BMC Syst Biol. 2011 Oct 14;5:165. doi: 10.1186/1752-0509-5-165.
Multiple pathway databases are available that describe the human metabolic network and have proven their usefulness in many applications, ranging from the analysis and interpretation of high-throughput data to their use as a reference repository. However, so far the various human metabolic networks described by these databases have not been systematically compared and contrasted, nor has the extent to which they differ been quantified. For a researcher using these databases for particular analyses of human metabolism, it is crucial to know the extent of the differences in content and their underlying causes. Moreover, the outcomes of such a comparison are important for ongoing integration efforts.
We compared the genes, EC numbers and reactions of five frequently used human metabolic pathway databases. The overlap is surprisingly low, especially on reaction level, where the databases agree on 3% of the 6968 reactions they have combined. Even for the well-established tricarboxylic acid cycle the databases agree on only 5 out of the 30 reactions in total. We identified the main causes for the lack of overlap. Importantly, the databases are partly complementary. Other explanations include the number of steps a conversion is described in and the number of possible alternative substrates listed. Missing metabolite identifiers and ambiguous names for metabolites also affect the comparison.

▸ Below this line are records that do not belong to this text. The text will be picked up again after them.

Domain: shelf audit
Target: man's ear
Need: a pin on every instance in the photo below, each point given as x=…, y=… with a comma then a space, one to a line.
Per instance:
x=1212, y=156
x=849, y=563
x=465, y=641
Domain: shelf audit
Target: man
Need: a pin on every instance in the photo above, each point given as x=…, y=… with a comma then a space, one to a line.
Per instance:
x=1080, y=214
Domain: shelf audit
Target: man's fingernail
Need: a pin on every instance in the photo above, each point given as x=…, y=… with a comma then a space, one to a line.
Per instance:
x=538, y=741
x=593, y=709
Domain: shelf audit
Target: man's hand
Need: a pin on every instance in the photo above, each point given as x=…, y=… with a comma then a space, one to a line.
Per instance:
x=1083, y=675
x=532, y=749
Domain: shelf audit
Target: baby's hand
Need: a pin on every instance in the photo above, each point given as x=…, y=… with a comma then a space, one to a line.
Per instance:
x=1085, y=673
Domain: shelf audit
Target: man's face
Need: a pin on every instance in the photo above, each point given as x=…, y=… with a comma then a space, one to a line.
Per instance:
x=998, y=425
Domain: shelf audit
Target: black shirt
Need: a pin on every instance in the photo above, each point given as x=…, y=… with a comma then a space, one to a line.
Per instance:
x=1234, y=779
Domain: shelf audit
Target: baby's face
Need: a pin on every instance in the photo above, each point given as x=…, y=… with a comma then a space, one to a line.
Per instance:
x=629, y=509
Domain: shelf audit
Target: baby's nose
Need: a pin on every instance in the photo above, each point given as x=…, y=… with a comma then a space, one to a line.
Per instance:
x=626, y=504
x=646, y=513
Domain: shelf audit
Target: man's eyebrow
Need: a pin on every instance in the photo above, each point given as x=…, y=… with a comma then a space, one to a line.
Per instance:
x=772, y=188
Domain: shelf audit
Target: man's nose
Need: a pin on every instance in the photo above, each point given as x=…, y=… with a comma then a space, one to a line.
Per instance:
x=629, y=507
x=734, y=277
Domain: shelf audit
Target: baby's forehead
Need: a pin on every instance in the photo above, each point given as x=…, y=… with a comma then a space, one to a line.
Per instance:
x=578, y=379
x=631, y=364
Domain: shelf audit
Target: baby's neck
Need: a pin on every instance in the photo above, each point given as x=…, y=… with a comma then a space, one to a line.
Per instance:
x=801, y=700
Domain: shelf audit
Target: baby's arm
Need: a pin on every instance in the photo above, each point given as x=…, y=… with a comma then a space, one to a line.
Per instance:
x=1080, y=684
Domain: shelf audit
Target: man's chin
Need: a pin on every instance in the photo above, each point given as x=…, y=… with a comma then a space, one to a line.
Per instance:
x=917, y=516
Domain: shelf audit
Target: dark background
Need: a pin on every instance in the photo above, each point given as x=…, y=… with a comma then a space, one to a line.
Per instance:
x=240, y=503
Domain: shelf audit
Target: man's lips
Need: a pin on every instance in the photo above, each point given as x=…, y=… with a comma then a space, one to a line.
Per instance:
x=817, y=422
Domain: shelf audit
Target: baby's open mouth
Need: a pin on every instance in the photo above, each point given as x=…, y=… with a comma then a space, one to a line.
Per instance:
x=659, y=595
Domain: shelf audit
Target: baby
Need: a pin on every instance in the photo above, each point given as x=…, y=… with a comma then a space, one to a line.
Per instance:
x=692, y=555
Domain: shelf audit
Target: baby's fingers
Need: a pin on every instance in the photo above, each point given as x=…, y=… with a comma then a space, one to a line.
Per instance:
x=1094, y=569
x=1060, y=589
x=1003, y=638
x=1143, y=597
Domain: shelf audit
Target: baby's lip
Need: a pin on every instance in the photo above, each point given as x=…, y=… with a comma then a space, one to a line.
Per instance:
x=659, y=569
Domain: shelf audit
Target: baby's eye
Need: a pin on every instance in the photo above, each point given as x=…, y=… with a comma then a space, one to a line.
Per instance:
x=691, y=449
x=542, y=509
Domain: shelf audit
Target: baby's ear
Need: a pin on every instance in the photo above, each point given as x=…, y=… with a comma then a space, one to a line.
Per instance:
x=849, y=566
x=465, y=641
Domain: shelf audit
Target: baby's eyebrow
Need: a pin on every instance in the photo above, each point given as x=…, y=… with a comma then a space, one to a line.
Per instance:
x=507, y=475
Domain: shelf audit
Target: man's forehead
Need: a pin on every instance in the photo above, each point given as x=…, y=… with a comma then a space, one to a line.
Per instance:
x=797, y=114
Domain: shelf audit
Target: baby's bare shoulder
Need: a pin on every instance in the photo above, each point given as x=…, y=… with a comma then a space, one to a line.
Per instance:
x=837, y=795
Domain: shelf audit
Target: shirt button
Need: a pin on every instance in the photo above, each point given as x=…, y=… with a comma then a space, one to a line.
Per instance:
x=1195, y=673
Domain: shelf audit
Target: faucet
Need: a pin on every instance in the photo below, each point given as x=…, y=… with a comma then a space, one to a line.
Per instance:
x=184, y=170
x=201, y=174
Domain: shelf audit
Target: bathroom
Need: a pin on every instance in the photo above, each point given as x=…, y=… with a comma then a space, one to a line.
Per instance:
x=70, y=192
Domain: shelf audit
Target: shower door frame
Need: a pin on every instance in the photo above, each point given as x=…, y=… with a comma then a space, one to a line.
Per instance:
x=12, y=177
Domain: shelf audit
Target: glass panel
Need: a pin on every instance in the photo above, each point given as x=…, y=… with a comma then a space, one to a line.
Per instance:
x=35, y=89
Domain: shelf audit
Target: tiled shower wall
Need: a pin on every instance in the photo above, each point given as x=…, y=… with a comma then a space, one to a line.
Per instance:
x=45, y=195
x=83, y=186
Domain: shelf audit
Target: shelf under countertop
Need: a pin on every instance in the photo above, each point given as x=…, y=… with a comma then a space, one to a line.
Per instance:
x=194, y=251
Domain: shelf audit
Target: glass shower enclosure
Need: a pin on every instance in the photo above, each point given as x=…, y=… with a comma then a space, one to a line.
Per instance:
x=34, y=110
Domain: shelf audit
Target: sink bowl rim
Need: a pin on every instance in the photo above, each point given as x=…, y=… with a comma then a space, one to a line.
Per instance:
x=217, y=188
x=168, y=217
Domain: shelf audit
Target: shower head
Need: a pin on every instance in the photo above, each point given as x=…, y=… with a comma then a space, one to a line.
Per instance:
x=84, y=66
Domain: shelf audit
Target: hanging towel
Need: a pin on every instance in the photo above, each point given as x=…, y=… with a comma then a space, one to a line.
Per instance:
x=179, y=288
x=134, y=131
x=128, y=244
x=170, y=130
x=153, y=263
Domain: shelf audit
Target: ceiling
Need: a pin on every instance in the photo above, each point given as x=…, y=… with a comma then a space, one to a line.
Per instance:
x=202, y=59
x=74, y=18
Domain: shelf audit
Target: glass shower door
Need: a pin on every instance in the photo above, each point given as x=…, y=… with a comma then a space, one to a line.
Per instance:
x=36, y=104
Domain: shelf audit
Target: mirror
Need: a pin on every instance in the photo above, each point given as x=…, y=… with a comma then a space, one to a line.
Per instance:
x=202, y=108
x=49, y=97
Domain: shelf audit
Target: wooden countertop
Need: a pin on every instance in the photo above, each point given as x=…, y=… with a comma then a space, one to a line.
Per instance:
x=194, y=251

Our results show that each of the five networks compared provides us with a valuable piece of the puzzle of the complete reconstruction of the human metabolic network. To enable integration of the networks, next to a need for standardizing the metabolite names and identifiers, the conceptual differences between the databases should be resolved. Considerable manual intervention is required to reach the ultimate goal of a unified and biologically accurate model for studying the systems biology of human metabolism. Our comparison provides a stepping stone for such an endeavor.

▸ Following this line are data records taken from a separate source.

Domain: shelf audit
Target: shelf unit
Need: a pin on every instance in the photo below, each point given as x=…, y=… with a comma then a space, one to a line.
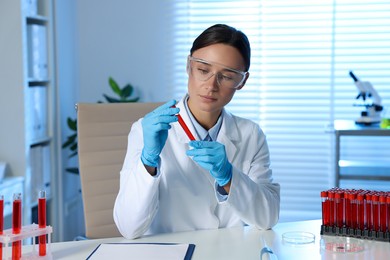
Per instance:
x=27, y=104
x=358, y=169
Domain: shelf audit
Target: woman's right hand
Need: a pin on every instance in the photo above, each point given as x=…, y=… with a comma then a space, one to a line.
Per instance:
x=155, y=126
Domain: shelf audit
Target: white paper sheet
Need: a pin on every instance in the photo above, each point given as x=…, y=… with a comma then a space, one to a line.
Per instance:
x=144, y=251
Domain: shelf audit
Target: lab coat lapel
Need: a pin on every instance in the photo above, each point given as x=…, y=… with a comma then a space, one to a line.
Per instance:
x=180, y=134
x=228, y=135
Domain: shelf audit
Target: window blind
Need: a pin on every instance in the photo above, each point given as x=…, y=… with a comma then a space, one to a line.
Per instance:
x=302, y=52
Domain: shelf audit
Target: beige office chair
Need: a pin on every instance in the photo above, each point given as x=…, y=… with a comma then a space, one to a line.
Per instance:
x=102, y=143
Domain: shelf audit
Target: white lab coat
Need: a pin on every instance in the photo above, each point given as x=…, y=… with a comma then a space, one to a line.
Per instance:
x=183, y=196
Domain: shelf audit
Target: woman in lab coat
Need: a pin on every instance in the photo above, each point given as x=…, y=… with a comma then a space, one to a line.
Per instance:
x=169, y=183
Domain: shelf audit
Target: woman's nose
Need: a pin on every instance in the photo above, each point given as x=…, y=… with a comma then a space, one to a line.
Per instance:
x=212, y=82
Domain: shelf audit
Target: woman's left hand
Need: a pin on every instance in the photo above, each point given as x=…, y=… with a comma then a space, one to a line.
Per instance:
x=212, y=157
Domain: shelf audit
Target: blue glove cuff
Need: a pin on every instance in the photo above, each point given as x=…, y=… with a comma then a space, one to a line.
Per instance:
x=228, y=176
x=148, y=160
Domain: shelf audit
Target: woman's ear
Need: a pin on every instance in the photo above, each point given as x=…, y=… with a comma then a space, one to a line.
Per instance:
x=243, y=83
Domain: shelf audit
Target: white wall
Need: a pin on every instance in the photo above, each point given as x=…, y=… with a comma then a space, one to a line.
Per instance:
x=95, y=40
x=122, y=39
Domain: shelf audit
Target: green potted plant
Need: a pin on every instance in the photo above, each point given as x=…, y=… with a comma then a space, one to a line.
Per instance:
x=124, y=95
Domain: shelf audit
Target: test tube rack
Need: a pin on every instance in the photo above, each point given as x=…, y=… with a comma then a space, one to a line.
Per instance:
x=28, y=231
x=362, y=214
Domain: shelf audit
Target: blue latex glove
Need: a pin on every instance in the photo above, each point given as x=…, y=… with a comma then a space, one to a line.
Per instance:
x=212, y=157
x=155, y=126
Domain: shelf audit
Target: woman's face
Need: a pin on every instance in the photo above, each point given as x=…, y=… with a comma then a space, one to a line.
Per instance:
x=209, y=96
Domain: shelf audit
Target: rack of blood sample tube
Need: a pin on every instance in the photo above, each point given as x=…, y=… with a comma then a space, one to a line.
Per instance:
x=18, y=233
x=356, y=213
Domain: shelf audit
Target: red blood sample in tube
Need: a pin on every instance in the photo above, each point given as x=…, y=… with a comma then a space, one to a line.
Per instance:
x=1, y=223
x=375, y=212
x=42, y=221
x=353, y=210
x=331, y=208
x=17, y=225
x=360, y=214
x=370, y=224
x=339, y=207
x=382, y=213
x=325, y=208
x=388, y=211
x=348, y=209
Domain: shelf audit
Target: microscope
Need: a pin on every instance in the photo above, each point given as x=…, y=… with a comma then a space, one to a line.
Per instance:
x=371, y=101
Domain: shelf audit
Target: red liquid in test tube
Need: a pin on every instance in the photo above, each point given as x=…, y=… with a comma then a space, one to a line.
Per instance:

现有多个描述人类代谢网络的通路数据库,且已在许多应用中证明了其有用性,范围从高通量数据的分析与解释到用作参考知识库。然而,迄今为止,这些数据库所描述的各种人类代谢网络尚未得到系统的比较和对比,它们之间的差异程度也未被量化。对于使用这些数据库进行人类代谢特定分析的研究人员而言,了解内容差异的程度及其潜在原因至关重要。此外,这种比较的结果对于正在进行的整合工作也很重要。
我们比较了五个常用的人类代谢通路数据库的基因、酶委员会编号(EC编号)和反应。重叠程度惊人地低,尤其是在反应层面,这些数据库在它们合并的6968个反应中仅有3%是一致的。即使对于成熟的三羧酸循环,这些数据库在总共30个反应中也仅在5个反应上达成一致。我们确定了缺乏重叠的主要原因。重要的是,这些数据库部分是互补的。其他解释包括描述一个转化过程的步骤数量以及列出的可能替代底物的数量。缺失的代谢物标识符和代谢物的模糊名称也影响了比较。
我们的结果表明,所比较的五个网络中的每一个都为我们提供了人类代谢网络完整重建难题中的一块有价值的拼图。为了实现网络的整合,除了需要标准化代谢物名称和标识符之外,还应解决数据库之间的概念差异。需要大量的人工干预才能实现用于研究人类代谢系统生物学的统一且生物学准确的模型这一最终目标。我们的比较为此类努力提供了一块垫脚石。